Mais nous sommes bien dans un énième avatar du film néo-millénariste, où le discours écolo-alarmiste remplace toute autre forme de discours, y compris et surtout artistique. Nous ne sommes alors qu’au tout début du métrage, et l’on se prend à espérer : n’était-ce qu’une faute de goût, le film va-t-il redresser la barre ? Assez rapidement, on veut y croire ; une longue partie du film se contente de peindre le monde sous-marin via des images d’une beauté incroyable, d’une perfection troublante. Et lorsque les ténèbres surgissent, que l’ombre des navires de pêche se fait sentir via leurs filets meurtriers, Océans touche au sublime ; un malheureux requin, amputé de ses ailerons et de sa queue, rejeté encore vif à l’eau, et qui s’enfonce verticalement dans les profondeurs sans plus pouvoir nager, constituant le plus puissamment funèbre des requiems.
Qu’on se rassure. La puissance de ces images terribles sera bien vite tempérée par notre bien-aimée voix-off : certes, l’homme violente le monde marin à chaque opportunité, et ce sans vergogne, mais… qu’on ne s’inquiète pas, car aujourd’hui, il est des individus suffisamment droits, purs et respectueux pour que la prise de conscience se fasse. Ouf. On respire – prudemment, on est sous l’eau, tout de même – mais on respire. Faisant une petite pause pour nous permettre de ranimer la flamme de l’espoir (pas une mince affaire, avec toute cette flotte), Jacques Perrin revient à la charge avec ce qui demeure son passage parlé le plus délicieux : des navires coulent, certes, mais bien vite, dans les carcasses plongées dans les abysses, la vie, acharnée, reprend ses droits.
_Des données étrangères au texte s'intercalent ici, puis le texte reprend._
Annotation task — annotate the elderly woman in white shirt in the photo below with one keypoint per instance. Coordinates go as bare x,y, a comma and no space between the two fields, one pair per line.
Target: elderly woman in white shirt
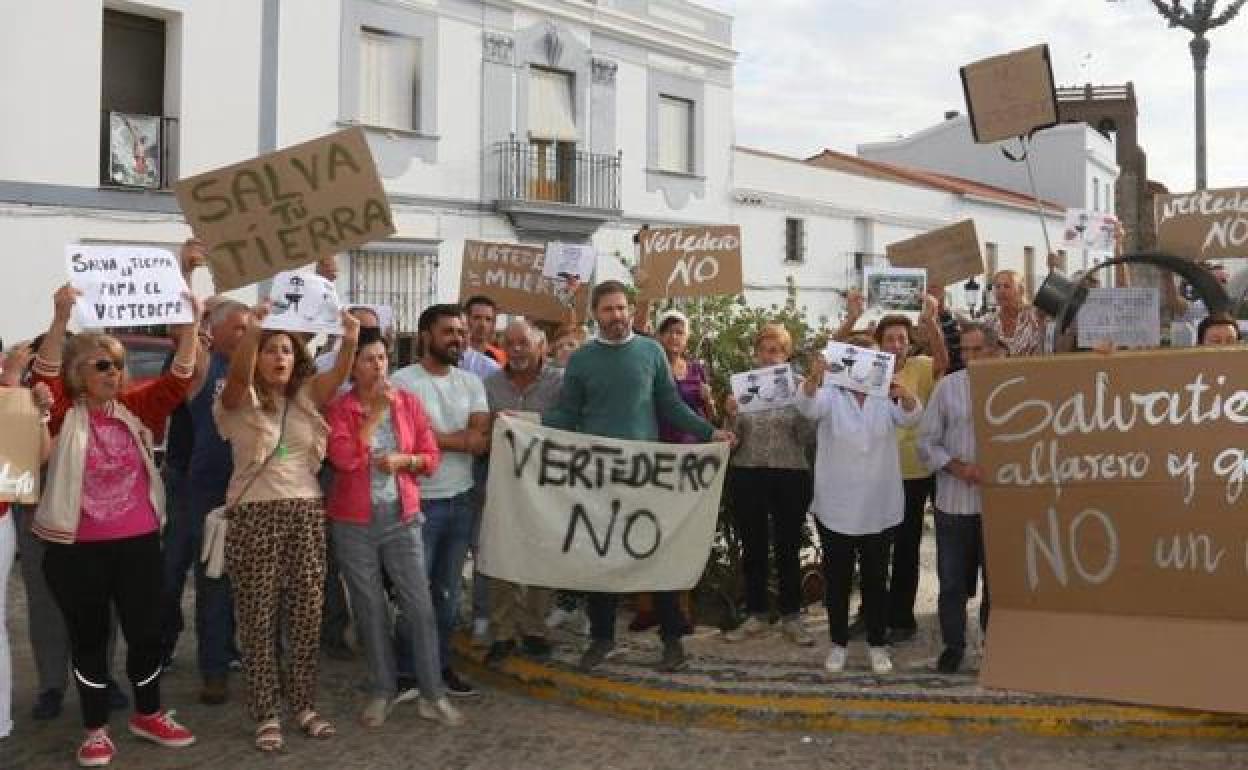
858,497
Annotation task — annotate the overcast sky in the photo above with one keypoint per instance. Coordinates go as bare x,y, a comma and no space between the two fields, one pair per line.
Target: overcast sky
819,74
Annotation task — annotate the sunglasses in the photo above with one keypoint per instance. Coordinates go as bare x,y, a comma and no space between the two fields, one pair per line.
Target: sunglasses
107,365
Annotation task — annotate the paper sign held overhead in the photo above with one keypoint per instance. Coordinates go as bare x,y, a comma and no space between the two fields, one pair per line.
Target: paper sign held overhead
287,209
950,253
303,302
511,275
1203,225
1113,521
1010,95
19,447
125,286
690,261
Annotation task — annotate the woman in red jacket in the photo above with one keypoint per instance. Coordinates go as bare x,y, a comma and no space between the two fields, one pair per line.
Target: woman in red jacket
380,442
101,513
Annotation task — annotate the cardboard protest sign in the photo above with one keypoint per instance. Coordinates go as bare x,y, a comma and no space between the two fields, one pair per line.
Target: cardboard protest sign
1113,521
1010,95
1090,230
1203,225
765,388
589,513
950,253
692,261
303,302
569,260
894,291
862,370
1130,317
511,275
125,286
19,447
286,209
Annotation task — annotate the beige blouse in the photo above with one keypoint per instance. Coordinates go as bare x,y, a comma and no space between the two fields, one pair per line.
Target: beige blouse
253,434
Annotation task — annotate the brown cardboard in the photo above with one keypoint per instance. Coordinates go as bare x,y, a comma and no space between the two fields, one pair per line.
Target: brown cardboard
690,261
1203,225
1083,605
1010,95
19,447
287,209
511,275
950,253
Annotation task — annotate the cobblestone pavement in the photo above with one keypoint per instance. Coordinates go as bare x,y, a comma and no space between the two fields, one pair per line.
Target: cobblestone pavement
506,730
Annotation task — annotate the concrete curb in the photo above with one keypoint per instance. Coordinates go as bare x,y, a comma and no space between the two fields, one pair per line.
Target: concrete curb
838,713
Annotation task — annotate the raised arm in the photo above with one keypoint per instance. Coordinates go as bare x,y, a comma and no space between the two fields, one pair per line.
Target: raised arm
325,386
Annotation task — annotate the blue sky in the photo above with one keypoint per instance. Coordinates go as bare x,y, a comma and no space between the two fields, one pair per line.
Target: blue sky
819,74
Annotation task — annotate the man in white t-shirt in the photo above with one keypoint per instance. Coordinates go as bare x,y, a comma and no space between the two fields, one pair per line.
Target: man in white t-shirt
454,399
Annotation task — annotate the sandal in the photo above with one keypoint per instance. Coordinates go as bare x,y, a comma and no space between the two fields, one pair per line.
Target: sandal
313,725
268,736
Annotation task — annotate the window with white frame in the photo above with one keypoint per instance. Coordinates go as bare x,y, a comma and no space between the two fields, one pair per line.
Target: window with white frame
390,80
794,240
675,134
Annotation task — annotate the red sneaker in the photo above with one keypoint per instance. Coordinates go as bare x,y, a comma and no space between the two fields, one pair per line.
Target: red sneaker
96,749
161,729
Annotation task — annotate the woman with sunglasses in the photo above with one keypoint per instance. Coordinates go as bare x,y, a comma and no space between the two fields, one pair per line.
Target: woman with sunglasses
101,513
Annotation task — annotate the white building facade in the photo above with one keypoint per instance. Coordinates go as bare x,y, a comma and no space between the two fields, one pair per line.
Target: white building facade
501,120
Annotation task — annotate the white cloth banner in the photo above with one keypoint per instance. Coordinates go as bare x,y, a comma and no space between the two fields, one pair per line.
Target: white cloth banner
589,513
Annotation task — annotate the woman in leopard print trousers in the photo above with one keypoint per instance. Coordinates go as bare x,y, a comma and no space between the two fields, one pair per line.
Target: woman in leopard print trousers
270,412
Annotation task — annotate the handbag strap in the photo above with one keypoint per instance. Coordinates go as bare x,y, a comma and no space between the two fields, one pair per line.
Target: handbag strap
281,436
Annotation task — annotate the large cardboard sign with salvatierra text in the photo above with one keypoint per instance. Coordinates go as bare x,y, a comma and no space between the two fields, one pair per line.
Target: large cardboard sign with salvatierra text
690,261
511,275
950,253
1115,528
287,209
19,447
1010,95
1203,225
590,513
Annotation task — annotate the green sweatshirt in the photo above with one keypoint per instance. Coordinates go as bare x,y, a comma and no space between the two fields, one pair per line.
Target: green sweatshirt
620,391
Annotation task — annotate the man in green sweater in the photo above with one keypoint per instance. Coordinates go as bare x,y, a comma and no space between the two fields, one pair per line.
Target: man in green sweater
618,386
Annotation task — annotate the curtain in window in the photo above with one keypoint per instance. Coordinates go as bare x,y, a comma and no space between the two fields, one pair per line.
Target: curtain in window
675,134
390,79
550,105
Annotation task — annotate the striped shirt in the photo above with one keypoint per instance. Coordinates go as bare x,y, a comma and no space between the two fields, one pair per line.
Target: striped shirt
947,432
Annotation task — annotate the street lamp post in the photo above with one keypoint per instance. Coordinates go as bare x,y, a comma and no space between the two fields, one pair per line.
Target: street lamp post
1199,20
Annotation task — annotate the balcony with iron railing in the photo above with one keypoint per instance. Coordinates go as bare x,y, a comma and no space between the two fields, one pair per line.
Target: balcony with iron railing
553,189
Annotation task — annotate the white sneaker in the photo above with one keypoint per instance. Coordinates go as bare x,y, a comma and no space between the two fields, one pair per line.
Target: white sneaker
881,663
441,711
835,663
753,627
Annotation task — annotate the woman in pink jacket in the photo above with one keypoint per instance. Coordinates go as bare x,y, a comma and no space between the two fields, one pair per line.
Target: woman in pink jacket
380,443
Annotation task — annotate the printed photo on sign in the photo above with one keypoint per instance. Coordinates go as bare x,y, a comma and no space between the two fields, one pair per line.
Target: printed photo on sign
862,370
765,388
303,302
1090,230
894,290
126,286
569,261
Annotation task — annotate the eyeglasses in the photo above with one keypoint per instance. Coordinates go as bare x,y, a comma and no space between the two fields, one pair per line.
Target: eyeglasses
107,365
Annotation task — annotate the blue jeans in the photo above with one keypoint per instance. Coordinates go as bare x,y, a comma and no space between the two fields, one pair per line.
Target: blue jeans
959,564
447,533
362,550
214,598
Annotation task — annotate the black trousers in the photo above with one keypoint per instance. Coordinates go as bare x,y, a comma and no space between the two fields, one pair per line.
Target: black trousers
87,580
769,507
840,552
906,538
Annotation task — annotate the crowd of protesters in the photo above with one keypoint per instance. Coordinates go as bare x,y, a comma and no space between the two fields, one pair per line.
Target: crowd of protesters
310,486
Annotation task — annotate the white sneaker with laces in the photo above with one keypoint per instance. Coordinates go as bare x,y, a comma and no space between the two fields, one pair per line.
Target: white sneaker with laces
881,663
835,663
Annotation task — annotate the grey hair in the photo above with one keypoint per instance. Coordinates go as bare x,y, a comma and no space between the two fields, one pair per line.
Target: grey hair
224,310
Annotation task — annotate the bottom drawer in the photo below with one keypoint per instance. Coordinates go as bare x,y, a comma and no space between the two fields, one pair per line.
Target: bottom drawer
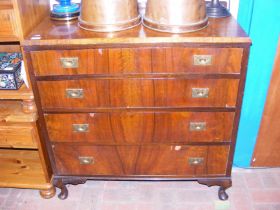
150,160
21,168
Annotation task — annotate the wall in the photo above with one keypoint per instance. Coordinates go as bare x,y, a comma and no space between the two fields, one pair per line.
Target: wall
260,19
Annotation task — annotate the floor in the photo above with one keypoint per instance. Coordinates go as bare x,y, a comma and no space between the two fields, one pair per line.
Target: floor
253,189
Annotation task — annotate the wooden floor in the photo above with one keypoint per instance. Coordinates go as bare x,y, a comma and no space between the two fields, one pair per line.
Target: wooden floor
252,190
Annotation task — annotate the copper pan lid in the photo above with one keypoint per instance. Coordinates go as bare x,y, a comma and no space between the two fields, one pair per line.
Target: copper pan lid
109,15
176,16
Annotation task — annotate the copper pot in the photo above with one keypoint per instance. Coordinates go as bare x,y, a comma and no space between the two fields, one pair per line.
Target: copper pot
176,16
109,15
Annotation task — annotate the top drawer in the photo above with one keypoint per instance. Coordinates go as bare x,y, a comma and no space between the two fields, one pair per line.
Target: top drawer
137,61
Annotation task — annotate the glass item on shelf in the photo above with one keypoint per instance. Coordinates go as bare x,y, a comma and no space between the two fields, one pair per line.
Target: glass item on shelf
10,71
65,10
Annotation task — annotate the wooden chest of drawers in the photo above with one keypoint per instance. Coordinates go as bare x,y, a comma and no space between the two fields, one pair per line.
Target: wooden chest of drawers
141,104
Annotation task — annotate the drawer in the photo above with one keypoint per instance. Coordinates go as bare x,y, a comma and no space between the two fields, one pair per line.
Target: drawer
134,93
8,30
150,160
137,61
140,128
18,136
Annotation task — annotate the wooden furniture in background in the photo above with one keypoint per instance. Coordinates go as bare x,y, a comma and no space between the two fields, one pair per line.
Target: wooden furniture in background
268,144
24,162
139,104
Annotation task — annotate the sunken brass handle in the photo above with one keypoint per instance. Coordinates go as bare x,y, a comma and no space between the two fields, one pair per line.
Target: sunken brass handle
202,60
197,126
69,62
80,128
200,92
195,161
86,160
74,93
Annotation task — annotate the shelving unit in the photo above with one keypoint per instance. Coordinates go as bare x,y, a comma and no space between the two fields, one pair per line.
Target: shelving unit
23,159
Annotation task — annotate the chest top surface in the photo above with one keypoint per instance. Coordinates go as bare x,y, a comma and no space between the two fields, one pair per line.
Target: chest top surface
48,32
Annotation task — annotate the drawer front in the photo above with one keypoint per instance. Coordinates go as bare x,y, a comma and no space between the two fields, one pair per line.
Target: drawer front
18,136
124,93
138,128
87,160
154,160
137,61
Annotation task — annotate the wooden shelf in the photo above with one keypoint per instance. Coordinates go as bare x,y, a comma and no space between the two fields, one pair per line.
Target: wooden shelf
22,169
22,94
11,112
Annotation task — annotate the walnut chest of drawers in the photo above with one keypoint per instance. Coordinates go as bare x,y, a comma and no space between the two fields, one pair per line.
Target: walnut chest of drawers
139,105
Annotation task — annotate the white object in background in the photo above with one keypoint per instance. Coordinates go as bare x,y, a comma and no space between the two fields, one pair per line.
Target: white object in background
23,74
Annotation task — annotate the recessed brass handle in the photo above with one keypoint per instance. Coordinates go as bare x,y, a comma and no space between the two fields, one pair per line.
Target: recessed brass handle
86,160
202,60
80,128
197,126
200,92
74,93
195,161
69,63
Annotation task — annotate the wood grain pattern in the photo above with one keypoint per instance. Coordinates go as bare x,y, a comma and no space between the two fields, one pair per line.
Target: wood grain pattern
22,169
54,33
18,135
150,160
140,128
138,93
267,149
136,61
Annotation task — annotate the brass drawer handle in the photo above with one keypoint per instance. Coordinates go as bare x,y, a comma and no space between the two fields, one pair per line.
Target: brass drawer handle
86,160
197,126
80,128
200,92
74,93
202,60
194,161
69,63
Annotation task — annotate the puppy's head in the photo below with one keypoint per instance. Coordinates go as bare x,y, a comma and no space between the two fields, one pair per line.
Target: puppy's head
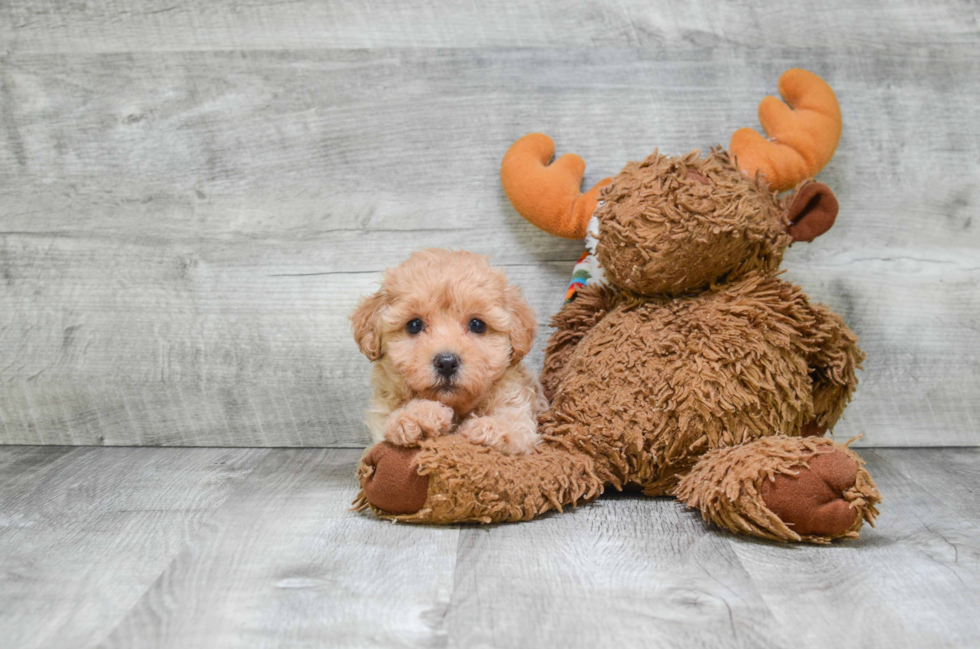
445,325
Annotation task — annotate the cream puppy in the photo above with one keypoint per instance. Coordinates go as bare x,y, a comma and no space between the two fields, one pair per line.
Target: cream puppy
446,334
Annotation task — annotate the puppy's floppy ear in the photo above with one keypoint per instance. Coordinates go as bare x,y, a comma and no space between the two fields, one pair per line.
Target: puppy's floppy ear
524,326
365,327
Et le spectateur attentif de se rappeler, à ce moment-là, du début du générique. Il a dû falloir une certaine somme pour financer un aussi ambitieux projet. Qui donc a donné de l’argent ? De nombreux mécènes se bousculent, au premier rang desquels Veolia, EDF et… Total. Nous disions vouloir revenir au diction stipulant qu’un bon dessin valait mieux qu’un long discours : nous y voilà. Un court descriptif d’un bon dessin vaut-il mieux qu’un long discours ? Mystère. Voyons cela.
Dans les années 1990, aux États-Unis, paraissait une caricature, format A4. Un petit dessin central, format carte postale, montrait un scientifique souriant, les pieds dans l’eau, tenant dans ses mains un oiseau sauvé de la marée noire, sous un soleil resplendissant. Autour de cette carte postale, hors cadre, ce soleil tombait, brûlant, sur les restes du pétrolier ; non loin, des rejets polluants s’échappaient de l’usine dont le logo ornait le casque de notre scientifique ; le tout, entouré de cadavres d’animaux suppliciés par la pollution et la vivisection. Le trait est forcé, certes, mais le message passait : il faut toujours se rappeler qui paye la carte postale.
La métaphore est d’autant plus adaptée que, visuellement, Océans tient également de ce format. Le narrateur fait sentir dès le départ ses doutes quant à sa capacité à restituer la puissance, la fascination primale de l’océan. Sur ce point, nous sommes d’accord. Mais, loin de vouloir même tenter de plier leur espace thématique face à la puissance de la mise en scène, les deux réalisateurs créent une série de cartes postales sclérosées, certes fort bien cadrées autour de leurs divers sujets, certes visuellement sublimes, mais qui semblent ignorer que l’océan s’étend sur les côtés, et dans les profondeurs…
Devant une telle volonté de manipulation idéologique et narrative, la méfiance s’installe : sommes-nous en présence d’images réelles, ou l’omniprésence de la technique de l’image virtuelle a‑t-elle créé le lustre fascinant des images d’Océans ? Difficile à dire : mais on se prend à se dire que le plan de notre iguane, immobile avec les yeux reflétant la fusée, était peut-être trop belle pour être vrai. Mystère, mais le doute, désormais présent, pénètre le spectateur du film – qu’est-ce qui tient du fantasme simpliste, et qu’est-ce qui tient de l’image documentaire réelle dans Océans ? Peu importe que nous le sachions ou non : ce doute seul suffit à invalider l’idée du film.